# An Apiary Tyro........



## muggins73 (Apr 26, 2010)

Greetings folks!

I am seriously looking into starting a very small scale bee keeping operation on my property in Portland, TN, which is located about 30 minutes north of Nashville, and about 20 minutes south of Bowling Green, KY.

My wife and I own about 5 acres, of which 2 acres is a peach orchard. I am curious as to where would be the most appropriate place for the hives, as I also thought about placing them either somewhere near or within the orchard, or in the center of 4 apple trees, which sit on the border of the peach orchard.

Any help or suggestions would be greatly appreciated.

Thanks so much!

Paul


----------



## Michael Bush (Aug 2, 2002)

There is no perfect place, but there are ceartain things that are helpful:
http://www.bushfarms.com/beesfaqs.htm#locating


----------



## indypartridge (Nov 18, 2004)

Once you're finished reading everything on Michael Bush's site, check out the "How to Start Beekeeping" subforum: lots of good info covering the basics.

Also, join a local club:
http://www.tnbeekeepers.org/locals.htm


----------



## AmericasBeekeeper (Jan 24, 2010)

Bees are industrious creatures. They will find all the blooms on your property.
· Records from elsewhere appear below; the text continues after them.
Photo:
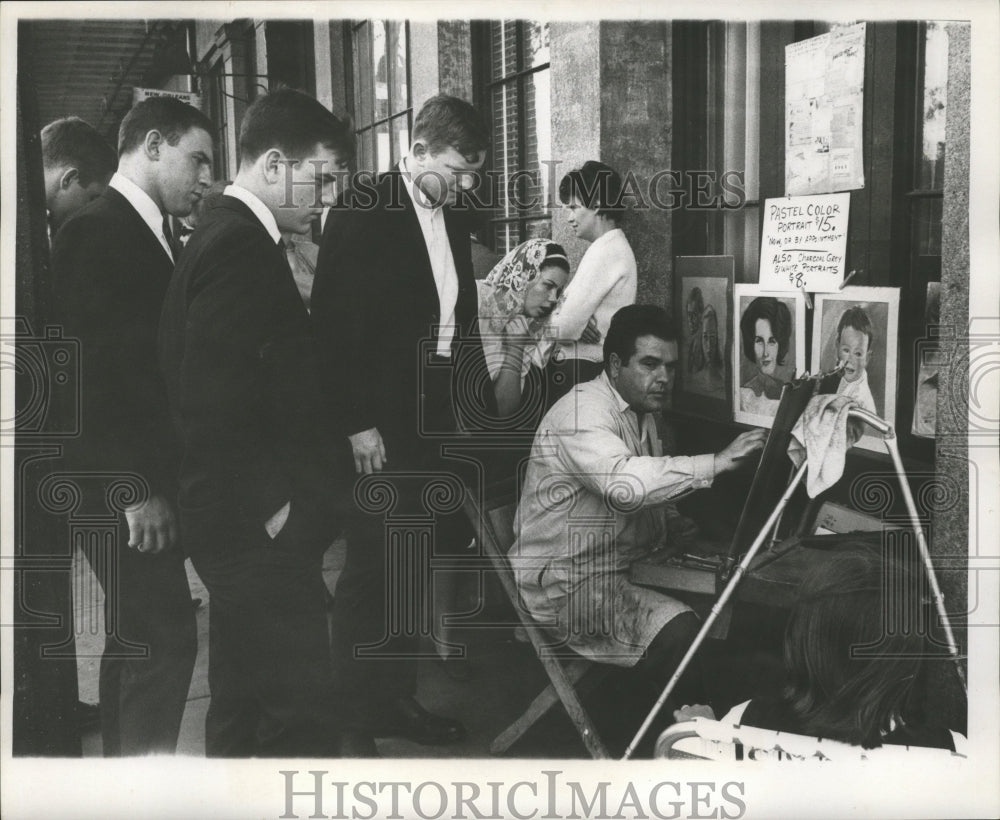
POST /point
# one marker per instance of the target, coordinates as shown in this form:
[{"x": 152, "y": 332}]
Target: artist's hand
[
  {"x": 369, "y": 451},
  {"x": 152, "y": 525},
  {"x": 744, "y": 445},
  {"x": 591, "y": 335},
  {"x": 687, "y": 712}
]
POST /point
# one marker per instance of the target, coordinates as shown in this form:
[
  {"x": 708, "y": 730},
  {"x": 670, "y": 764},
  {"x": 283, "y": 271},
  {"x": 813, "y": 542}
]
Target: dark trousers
[
  {"x": 401, "y": 521},
  {"x": 666, "y": 651},
  {"x": 150, "y": 649},
  {"x": 268, "y": 665},
  {"x": 382, "y": 607}
]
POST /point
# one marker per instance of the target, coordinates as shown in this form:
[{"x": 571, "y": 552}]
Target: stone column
[{"x": 950, "y": 542}]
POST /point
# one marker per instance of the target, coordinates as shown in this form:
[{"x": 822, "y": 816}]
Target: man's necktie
[{"x": 169, "y": 236}]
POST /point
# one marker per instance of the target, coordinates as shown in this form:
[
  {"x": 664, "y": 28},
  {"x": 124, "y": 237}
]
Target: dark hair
[
  {"x": 597, "y": 186},
  {"x": 555, "y": 254},
  {"x": 171, "y": 117},
  {"x": 294, "y": 122},
  {"x": 778, "y": 316},
  {"x": 448, "y": 122},
  {"x": 75, "y": 142},
  {"x": 857, "y": 318},
  {"x": 632, "y": 322},
  {"x": 852, "y": 646}
]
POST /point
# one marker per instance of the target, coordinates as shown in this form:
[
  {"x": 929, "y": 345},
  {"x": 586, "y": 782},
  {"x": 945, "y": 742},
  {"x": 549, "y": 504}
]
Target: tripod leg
[{"x": 717, "y": 608}]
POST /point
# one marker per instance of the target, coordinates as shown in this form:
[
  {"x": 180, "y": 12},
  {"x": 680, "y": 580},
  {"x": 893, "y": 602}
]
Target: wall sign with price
[{"x": 804, "y": 242}]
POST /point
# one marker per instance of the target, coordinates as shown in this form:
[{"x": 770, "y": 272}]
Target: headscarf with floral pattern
[{"x": 504, "y": 289}]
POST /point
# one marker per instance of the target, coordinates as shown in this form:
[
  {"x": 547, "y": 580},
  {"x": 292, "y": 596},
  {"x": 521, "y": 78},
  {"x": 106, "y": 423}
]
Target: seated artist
[
  {"x": 596, "y": 497},
  {"x": 833, "y": 688}
]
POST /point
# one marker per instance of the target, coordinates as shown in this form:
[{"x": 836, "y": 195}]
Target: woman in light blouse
[{"x": 604, "y": 281}]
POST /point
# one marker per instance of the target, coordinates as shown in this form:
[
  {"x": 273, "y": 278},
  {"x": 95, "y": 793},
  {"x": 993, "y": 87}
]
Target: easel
[{"x": 794, "y": 398}]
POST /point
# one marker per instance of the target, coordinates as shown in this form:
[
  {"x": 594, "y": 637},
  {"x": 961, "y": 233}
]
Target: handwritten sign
[{"x": 804, "y": 243}]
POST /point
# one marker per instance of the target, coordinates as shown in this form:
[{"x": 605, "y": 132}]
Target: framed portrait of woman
[
  {"x": 858, "y": 328},
  {"x": 769, "y": 332},
  {"x": 704, "y": 304}
]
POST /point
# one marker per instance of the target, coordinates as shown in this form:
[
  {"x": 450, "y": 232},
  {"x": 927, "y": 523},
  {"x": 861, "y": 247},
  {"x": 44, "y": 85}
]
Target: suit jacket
[
  {"x": 110, "y": 274},
  {"x": 375, "y": 309},
  {"x": 236, "y": 350}
]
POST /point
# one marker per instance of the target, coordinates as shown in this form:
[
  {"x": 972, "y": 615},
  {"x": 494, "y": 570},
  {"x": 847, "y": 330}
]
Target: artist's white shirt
[
  {"x": 144, "y": 206},
  {"x": 442, "y": 262}
]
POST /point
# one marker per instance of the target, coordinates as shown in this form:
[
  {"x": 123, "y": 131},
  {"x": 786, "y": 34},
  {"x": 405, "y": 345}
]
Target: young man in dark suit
[
  {"x": 78, "y": 164},
  {"x": 111, "y": 264},
  {"x": 261, "y": 474},
  {"x": 394, "y": 305}
]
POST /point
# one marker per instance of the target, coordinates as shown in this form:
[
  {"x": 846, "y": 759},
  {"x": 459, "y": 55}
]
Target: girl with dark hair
[
  {"x": 853, "y": 651},
  {"x": 710, "y": 379},
  {"x": 605, "y": 280},
  {"x": 766, "y": 331}
]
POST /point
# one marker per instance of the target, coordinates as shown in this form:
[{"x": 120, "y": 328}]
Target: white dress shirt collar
[
  {"x": 260, "y": 210},
  {"x": 438, "y": 244},
  {"x": 417, "y": 196},
  {"x": 144, "y": 206}
]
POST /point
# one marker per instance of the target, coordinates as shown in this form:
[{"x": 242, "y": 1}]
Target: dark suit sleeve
[
  {"x": 345, "y": 315},
  {"x": 125, "y": 426}
]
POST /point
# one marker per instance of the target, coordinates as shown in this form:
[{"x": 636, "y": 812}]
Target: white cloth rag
[{"x": 822, "y": 436}]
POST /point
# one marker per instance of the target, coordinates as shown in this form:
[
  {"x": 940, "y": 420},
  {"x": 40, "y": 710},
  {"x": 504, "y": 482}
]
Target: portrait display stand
[{"x": 794, "y": 396}]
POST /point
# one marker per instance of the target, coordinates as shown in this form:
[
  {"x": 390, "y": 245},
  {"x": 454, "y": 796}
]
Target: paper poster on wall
[
  {"x": 824, "y": 92},
  {"x": 804, "y": 243}
]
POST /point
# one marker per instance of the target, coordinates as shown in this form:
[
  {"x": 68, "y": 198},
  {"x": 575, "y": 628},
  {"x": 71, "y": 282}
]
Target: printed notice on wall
[
  {"x": 824, "y": 92},
  {"x": 805, "y": 239}
]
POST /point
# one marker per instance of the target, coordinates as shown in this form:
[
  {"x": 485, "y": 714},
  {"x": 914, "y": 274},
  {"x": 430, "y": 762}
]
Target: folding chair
[
  {"x": 705, "y": 739},
  {"x": 569, "y": 676},
  {"x": 889, "y": 438}
]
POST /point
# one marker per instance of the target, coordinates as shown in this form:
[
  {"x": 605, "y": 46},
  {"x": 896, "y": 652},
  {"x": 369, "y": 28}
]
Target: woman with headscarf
[
  {"x": 514, "y": 299},
  {"x": 606, "y": 280}
]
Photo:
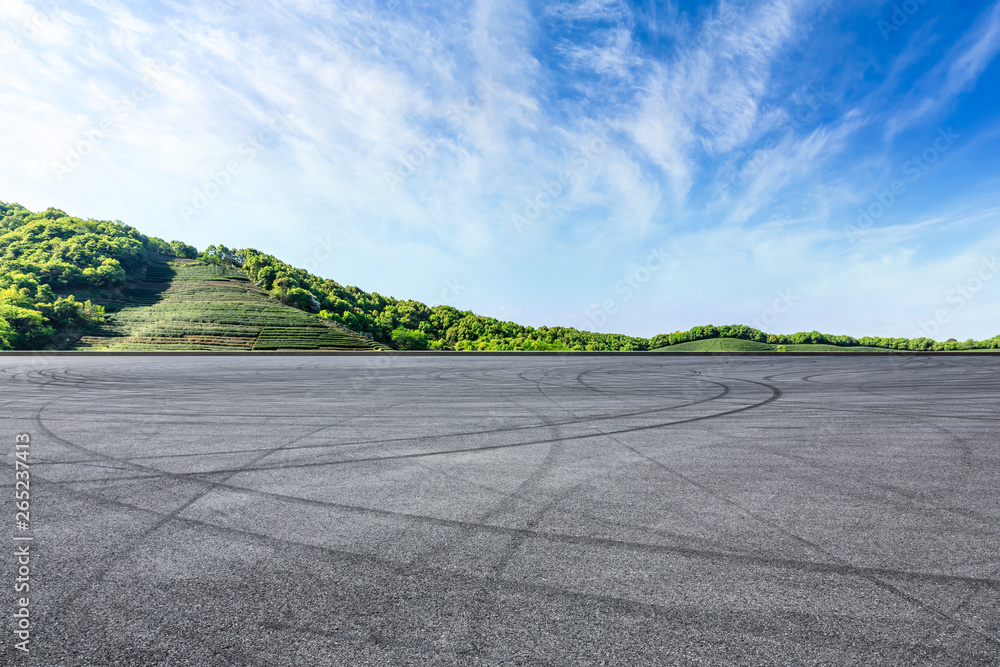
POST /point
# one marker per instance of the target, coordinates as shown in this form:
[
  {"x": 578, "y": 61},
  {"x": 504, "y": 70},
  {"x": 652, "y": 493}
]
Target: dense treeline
[
  {"x": 46, "y": 258},
  {"x": 408, "y": 325},
  {"x": 816, "y": 338}
]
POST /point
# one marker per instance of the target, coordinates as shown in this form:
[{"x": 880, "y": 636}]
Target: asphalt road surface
[{"x": 500, "y": 510}]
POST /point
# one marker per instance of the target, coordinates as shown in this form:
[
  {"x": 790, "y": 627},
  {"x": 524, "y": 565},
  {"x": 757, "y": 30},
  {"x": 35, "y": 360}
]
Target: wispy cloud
[{"x": 415, "y": 134}]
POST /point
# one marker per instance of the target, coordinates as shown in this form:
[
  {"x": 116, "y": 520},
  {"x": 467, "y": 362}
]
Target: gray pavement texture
[{"x": 502, "y": 510}]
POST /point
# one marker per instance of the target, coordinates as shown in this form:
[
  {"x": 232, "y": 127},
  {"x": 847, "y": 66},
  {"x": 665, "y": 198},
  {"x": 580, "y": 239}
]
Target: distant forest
[{"x": 53, "y": 267}]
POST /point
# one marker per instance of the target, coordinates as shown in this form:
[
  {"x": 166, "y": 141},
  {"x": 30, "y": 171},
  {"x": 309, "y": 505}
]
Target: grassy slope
[
  {"x": 190, "y": 305},
  {"x": 737, "y": 345}
]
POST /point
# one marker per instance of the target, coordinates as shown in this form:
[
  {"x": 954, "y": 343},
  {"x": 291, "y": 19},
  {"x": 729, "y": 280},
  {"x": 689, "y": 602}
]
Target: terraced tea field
[{"x": 191, "y": 305}]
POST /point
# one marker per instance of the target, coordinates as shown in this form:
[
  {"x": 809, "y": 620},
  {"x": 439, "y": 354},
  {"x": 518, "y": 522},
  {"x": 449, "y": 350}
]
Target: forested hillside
[{"x": 59, "y": 275}]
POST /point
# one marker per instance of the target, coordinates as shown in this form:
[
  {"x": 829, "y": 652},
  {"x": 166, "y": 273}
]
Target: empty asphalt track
[{"x": 494, "y": 510}]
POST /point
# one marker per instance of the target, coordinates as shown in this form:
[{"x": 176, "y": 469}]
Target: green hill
[
  {"x": 186, "y": 304},
  {"x": 719, "y": 345},
  {"x": 69, "y": 283},
  {"x": 739, "y": 345}
]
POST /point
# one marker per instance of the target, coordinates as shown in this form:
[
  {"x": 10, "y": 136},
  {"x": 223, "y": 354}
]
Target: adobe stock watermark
[
  {"x": 551, "y": 191},
  {"x": 914, "y": 169},
  {"x": 960, "y": 296},
  {"x": 121, "y": 109},
  {"x": 220, "y": 179},
  {"x": 815, "y": 99},
  {"x": 597, "y": 315},
  {"x": 22, "y": 540},
  {"x": 900, "y": 15}
]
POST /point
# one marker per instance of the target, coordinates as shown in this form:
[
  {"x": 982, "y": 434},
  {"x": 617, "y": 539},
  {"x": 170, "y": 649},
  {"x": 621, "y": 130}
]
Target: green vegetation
[
  {"x": 190, "y": 305},
  {"x": 89, "y": 284},
  {"x": 407, "y": 325},
  {"x": 739, "y": 345}
]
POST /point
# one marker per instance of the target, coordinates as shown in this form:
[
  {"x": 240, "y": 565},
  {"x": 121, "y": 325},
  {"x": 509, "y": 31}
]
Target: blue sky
[{"x": 631, "y": 167}]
They will also go to the neighboring areas just as readily. Whether your trees are 50 or 500 feet away does not matter to the workers. Place the hive where it will not be flooded or exposed to too much wind. Full sun is best for reducing small hive beetles. Full shade is best for raising fungus like chalkbrood that will kill the hive.


----------



## honeybeekeeper (Mar 3, 2010)

I found this site helpful to read-->

http://basicbeekeeping.blogspot.com/2007/09/lesson-one-in-beekeeping-introduction.html

Bees fly in a 3 mile radius so i would face the hive in a easterly direction and make sure its in a place of easy access to make it more convenient for yourself. Sunny areas like already suggested are best, sometimes alil shade at the end of the day wouldnt hurt either in my opinion! Sounds like you mentioned a nice spot already, right in the middle of all of them fruit trees! I have 2 hives facing east and the 2 peach trees,2 pear trees,apple tree, bing cherry tree and plum tree are on the North side of the hives with my garage directly behind the hives about 10-15 feet for easy access! Good Luck!!


----------



## muggins73 (Apr 26, 2010)

Dear Honeybeekeeper,

Thank you so much for the reply, as well as the very helpful info. I meant to ask about another location when I wrote my first post, and forgot, so I will ask it now.

We have a fenced in area which used to be the run for our dogs, (which are now deceased) which is right off of our back porch. I thought about putting the hives there just for convenience's sake, but do you think that would be too close to the house?

Thanks again for all of the great information!


----------